The shift toward enterprise, consumption‑based pricing and higher‑margin contracts improves earnings durability, while the sizable buyback leverages excess cash amid a depressed software market to boost shareholder returns.
ZoomInfo’s Q4 results highlight a rare blend of modest top‑line growth and robust profitability in a sector still wrestling with macro‑economic headwinds. Revenue rose 3% to $1.25 billion, but more striking is the 38% adjusted operating margin and a rule‑of‑40 score that signals disciplined cost management. Free cash flow per share climbed 12% to $1.20, delivering a 20% free‑cash‑flow yield at current valuations—an attractive metric for investors seeking cash‑rich SaaS businesses.
Beyond the numbers, ZoomInfo’s strategic pivot toward upmarket, consumption‑based pricing is reshaping its revenue profile. Upmarket ACV now comprises 74% of total contracts, driven by the Copilot AI platform, which alone contributes over 20% of ACV after more than doubling its footprint in 2025. Long‑term contracts exceed 50% of ACV, improving predictability and reducing churn. These dynamics have lifted net revenue retention to 90% overall and 100% among enterprise customers, positioning the firm as a critical data and AI layer for large B2B organizations.
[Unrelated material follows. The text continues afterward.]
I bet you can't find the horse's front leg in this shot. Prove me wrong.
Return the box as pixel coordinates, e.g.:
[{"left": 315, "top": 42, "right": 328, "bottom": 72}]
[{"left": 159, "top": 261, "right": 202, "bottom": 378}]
Capital allocation reinforces the company’s confidence in its operating model. An additional $1 billion share‑repurchase authorization—about half of ZoomInfo’s market cap—signals management’s belief that the stock is undervalued and that free cash flow can be returned efficiently. In a market where software valuations are under pressure, this aggressive buyback, combined with a disciplined growth strategy, could enhance earnings per share and deliver meaningful upside for shareholders. Looking ahead, the rollout of GTM Studio and Workspace in 2026 aims to deepen the AI‑first proposition, potentially accelerating upmarket adoption and sustaining the firm’s margin expansion trajectory.